Our pre-clinical development programs are focused on therapeutic areas where we believe our technology can generate new medicines from pharmaceutically relevant, and oftentimes clinically established, therapeutic peptides and proteins. Without the benefit of our technology many of these peptides and proteins would have numerous shortcomings, including, difficulties with expression, purification, manufacture, bioavailability, and the need for frequent dosing which can result in unwanted side effects. Our current lead programs are centered around medically relevant hormones, enzymes and natural and proprietary peptides.
Diabetes and Metabolism
As an extension of our clinical efforts with Albulin-G, programs at CoGenesys include development of long-acting glucagon antagonists and GLP-1 receptor agonists for the treatment of type 1 and type 2 diabetes and associated weight gain. These efforts include use of multiple fusion-protein technologies and expression systems with the aim of addressing the need for extended bioavailability, infrequent dosing and low cost of goods.
Enzyme Addition and Replacement Programs
CoGenesys is developing a long-acting Butyrylcholinesterase (BChE) derivative for the detoxification and treatment of cocaine abuse. BChE is a low abundance serine hydrolase that can hydrolyze ester containing drugs such as cocaine. It is known that the tetrameric form of the enzyme can be used to protect rodents from the toxic effects of cocaine.
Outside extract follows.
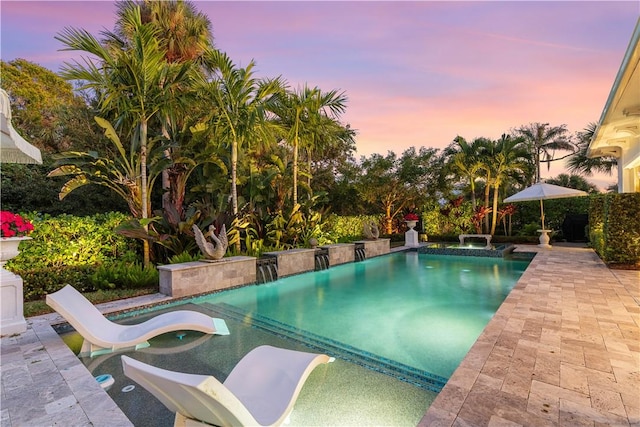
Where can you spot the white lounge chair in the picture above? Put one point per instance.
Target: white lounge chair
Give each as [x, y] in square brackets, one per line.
[260, 390]
[103, 336]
Difficulties in expression and purification of both native and recombinant BChE have hampered drug development efforts. Studies at CoGenesys have focused on development of a long-acting monomeric albuminated form of the enzyme that can be produced in sufficient quantities to enable commercial development. Lead molecules have advanced to the stage of evaluation in rodent models of cocaine toxicity.
Phenylalanine Hydroxylase (PheOH) is an iron- and tetrahydropterin-dependent enzyme that catalyzes the hydroxylation of L-phenylalanine to L-tyrosine. Mutations in the PheOH gene result in the metabolic disease known as Phenylketonuria (PKU). Without dietary restriction of phenylalanine, children with PKU will develop profound and irreversible mental retardation. Because of difficulties in production of recombinant PheOH, enzyme replacement therapies remain non-existent. Our efforts in this area include generation of modified forms of PheOH that with the appropriate fusion protein partner will result in a recombinant enzyme that has significant extended bioavailability and can be produced at yields required to enable development of new treatment options for this disease.